Il y a quelques jours, l’ARD, la grande chaîne allemande de service public, diffusait un documentaire sur une affaire qui avait secoué l’Allemagne en 2005: L’assassinat par son frère de 18 ans d’Hatun Sürücü, une jeune berlinoise d’origine turque.
Le mobile? Rendre à la famille son honneur perdu, en éliminant la sœur qui vivait «comme une Allemande». Dans le quartier de Kreuzberg, la cohabitation entre la jeunesse allemande branchée et la communauté turque éclate très brutalement. Les Berlinois se rendent compte que sur leur palier, il peut parfois se dérouler une tragédie sanglante.
Pour mieux comprendre ce crime d’honneur, les deux auteurs du documentaire, également co-auteurs d’un livre sur le sujet, ont circulé pendant 3 ans entre l’Allemagne et la Turquie, explique le web-magazine humaniste «Diesseits»:
Entretiens fleuves du meurtrier, interviews avec des amis du meutrier, avec les témoins du procès, des hommes politiques, des proches de la famille Sürücü (…), Matthias Deiß et Jo Goll sondent les circonstances et les raisons lointaines du délit.

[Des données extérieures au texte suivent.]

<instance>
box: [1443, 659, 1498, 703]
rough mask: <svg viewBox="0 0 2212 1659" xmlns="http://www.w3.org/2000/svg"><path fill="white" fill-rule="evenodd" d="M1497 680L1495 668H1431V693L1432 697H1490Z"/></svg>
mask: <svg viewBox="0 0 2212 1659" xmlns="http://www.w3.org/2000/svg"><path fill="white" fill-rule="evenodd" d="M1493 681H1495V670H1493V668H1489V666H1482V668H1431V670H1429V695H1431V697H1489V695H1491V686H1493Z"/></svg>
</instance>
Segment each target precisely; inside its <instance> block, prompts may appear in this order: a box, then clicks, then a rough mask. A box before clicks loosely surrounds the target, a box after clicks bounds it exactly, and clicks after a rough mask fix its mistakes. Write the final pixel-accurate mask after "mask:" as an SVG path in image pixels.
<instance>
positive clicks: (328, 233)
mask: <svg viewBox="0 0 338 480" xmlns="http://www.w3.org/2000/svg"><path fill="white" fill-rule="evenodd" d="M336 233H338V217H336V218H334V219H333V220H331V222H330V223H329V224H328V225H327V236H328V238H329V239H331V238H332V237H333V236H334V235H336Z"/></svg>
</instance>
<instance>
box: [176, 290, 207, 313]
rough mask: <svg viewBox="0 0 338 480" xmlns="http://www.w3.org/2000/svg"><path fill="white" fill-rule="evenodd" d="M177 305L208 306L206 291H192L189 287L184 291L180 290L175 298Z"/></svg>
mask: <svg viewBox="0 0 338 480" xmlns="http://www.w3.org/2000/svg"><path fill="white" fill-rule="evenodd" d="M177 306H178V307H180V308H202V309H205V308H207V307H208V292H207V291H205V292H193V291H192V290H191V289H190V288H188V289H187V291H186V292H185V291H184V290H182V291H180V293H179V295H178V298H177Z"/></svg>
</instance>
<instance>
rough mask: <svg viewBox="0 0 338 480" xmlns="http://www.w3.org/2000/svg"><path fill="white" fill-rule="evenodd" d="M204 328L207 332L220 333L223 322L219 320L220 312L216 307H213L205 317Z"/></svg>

Parmi elles, on peut noter un «échec cuisant de l’intégration», poursuit l’article, avant de donner un exemple:
Pourquoi Ayhan, le meurtrier, a longtemps vécu isolé dans la société parallèle kurdo-turque de Berlin, et n’a fait la connaissance d’Allemands qu’une fois en prison ?
Cette mise en cause du processus d’intégration fait écho à l’étude intitulée «Crimes d’honneur en Allemagne», et publiée ce lundi 1e août dans le quotidien Die Welt. Réalisée par les criminologues de l’institut Max Planck, elle démontre que dans beaucoup de cas, l'honneur intervient comme mobile mineur...et que la vraie responsable serait plutôt l'absence de diplôme.
À propos de l’affaire Hatun Sürücü, le document est formel, rapporte le quotidien :
Un assassinat aussi insidieux est, selon toute vraisemblance, une manifestation archaïque de la violence faite aux femmes.
Mais dans tous les autres cas, qui sont ces assassins? Quel est leur environnement culturel? Et quel rapport entretenaient-ils avec leur victime? Pour répondre à ces questions, les criminologues ont examiné de près 78 crimes ayant eu lieu entre 1996 et 2005. Die Welt, quotidien conservateur, s’attarde sur l’une des conclusions:
À travers les 78 délits étudiés, on compte 109 victimes et 122 coupables. Parmi ces derniers, presque tous sont nés ailleurs, et n’avaient pas de passeport allemand. 2/3 des coupables sont originaires de Turquie. Nombreux vivent depuis longtemps en Allemagne, mais s’intègrent mal au pays. La majorité n’a ni bac, ni diplôme professionnel. Un tiers des coupables, au moment des faits, était au chômage.
Et quand de jeunes filles turques s’intègrent mieux que leurs pairs, les ennuis commencent:
Hatun Sürücü a payé de sa vie sa confiance en soi et son succès.